Mumon Ekai (1183-1260), the Ch'an Master who collected the forty-eight koans that make up Mumonkan: The Gateless Gate, used by Zen students to this day, wrote:

    The Great Way has no gate,
    Approached from a thousand directions,
    Once past its barrier,
    You stride through the universe.

After six years of rigorous self-inquiry, Mumon was enlightened when he heard the beat of a drum. Was it his monastery's "fish-shaped wooden drum" that accompanies sutra-chanting, or the "loud, reverberating sound by quivering the wings, said of the ruffed grouse."?

Avoiding the obvious and dogmatic, our species was conceived in the shadowless shadow of the Gateless Gate, with each heartbeat essentially a symbolic language, although it is frequently thought of as instrumental by those who practice it. It is a way of acting out and so saying something that is considered important, and, because the magic is so effective in saying what it does, it is thought of as beginning again, in the spirit of animals with the daemons of human beings; as natural as limestone, as creative as nature itself.

A wall of red bricks
built in the shadow
of a sycamore tree.

Authenticity advances the edge of who we are, the living and the dead conversing together, technologically or not, with youthful enthusiasm in the style of old age—each assuming an individualized path to the squeaky brink of the Gateless Gate.

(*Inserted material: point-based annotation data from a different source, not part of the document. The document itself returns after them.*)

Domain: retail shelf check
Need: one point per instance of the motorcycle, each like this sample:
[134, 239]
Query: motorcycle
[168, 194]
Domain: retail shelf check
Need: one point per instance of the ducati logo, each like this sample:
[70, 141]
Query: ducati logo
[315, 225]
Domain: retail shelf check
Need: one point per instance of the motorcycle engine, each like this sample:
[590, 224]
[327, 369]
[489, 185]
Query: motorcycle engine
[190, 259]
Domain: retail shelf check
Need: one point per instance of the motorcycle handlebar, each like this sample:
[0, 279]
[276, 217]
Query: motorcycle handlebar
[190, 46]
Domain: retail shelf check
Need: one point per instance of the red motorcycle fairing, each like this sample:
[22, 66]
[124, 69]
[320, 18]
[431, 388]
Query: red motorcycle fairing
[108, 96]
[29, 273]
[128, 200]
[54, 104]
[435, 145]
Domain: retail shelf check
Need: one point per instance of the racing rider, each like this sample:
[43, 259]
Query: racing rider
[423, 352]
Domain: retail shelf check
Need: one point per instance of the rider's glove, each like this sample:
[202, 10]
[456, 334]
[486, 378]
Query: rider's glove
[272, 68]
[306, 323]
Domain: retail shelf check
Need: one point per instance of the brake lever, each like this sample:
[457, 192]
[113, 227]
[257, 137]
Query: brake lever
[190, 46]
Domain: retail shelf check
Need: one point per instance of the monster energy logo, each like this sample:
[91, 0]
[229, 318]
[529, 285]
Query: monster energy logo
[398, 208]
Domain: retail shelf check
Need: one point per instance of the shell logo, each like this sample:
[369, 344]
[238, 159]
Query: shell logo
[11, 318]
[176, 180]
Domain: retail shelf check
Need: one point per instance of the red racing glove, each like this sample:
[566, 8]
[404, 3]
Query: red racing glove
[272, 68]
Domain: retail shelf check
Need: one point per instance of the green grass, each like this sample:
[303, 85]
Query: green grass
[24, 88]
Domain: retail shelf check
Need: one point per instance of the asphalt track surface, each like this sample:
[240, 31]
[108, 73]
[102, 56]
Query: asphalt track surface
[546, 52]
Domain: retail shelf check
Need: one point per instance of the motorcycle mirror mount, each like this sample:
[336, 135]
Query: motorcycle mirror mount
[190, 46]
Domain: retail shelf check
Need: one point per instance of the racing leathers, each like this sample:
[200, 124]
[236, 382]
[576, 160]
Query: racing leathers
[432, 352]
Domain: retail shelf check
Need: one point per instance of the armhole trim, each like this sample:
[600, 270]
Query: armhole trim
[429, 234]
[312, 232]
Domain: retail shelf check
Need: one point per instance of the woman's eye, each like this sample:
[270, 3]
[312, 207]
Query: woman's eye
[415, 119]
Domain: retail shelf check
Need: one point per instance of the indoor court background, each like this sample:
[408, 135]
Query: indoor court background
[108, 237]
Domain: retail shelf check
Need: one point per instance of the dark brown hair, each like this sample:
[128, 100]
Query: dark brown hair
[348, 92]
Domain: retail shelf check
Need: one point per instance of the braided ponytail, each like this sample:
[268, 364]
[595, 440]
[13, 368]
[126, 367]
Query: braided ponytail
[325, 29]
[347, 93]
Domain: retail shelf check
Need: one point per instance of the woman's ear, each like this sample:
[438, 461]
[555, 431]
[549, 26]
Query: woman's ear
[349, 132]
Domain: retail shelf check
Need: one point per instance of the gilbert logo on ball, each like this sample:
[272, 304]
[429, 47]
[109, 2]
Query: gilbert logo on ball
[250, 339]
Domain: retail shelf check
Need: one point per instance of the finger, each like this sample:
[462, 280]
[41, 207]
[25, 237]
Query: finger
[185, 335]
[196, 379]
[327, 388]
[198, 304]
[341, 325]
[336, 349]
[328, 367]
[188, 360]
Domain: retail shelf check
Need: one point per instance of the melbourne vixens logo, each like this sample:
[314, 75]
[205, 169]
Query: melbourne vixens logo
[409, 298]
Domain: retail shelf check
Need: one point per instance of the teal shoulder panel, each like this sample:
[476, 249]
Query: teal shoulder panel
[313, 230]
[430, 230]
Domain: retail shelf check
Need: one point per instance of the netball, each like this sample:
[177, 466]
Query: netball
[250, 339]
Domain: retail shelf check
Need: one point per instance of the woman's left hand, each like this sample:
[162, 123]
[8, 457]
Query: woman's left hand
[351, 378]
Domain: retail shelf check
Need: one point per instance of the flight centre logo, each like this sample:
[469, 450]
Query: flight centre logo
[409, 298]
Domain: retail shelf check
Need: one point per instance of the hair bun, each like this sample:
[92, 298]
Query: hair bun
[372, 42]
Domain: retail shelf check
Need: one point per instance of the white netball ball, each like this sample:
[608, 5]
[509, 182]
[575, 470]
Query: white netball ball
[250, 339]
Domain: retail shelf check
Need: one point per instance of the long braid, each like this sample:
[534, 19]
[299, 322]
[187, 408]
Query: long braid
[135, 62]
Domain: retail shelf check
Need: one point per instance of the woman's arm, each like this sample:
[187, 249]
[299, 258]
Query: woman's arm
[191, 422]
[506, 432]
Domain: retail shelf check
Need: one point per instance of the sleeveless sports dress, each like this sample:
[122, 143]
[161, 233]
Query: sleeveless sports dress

In the Neolithic, walls defined newly protected spaces, creating an inner world prompted by the memory of caves, where there were no gates, and whose entrances were guarded by taboos.

We recognize everything from a contemporary perspective, even if inconsciously, as the brain is born with meme(ingful) updates, finding comfort in a community of patterns that are each of us and all of us. It is difficult to think "out of the box," but not impossible. Various shamanic practices that make one question the nature of reality have been used at least since the Upper Paleolithic, allowing one to see, as Lao Tzu said, the "Darkness within darkness" that is "the gateway to all understanding." Its gateway is taboo, what Freud called, "the holy dread." "It is generally assumed that taboo is older than the gods and goes back to the pre-religious age." He added that, "taboo throws light on the nature and origin of conscience...collective conscience," as tribal culture would generate. Can Freud's collective conscience and Jung's collective unconscious be woven together?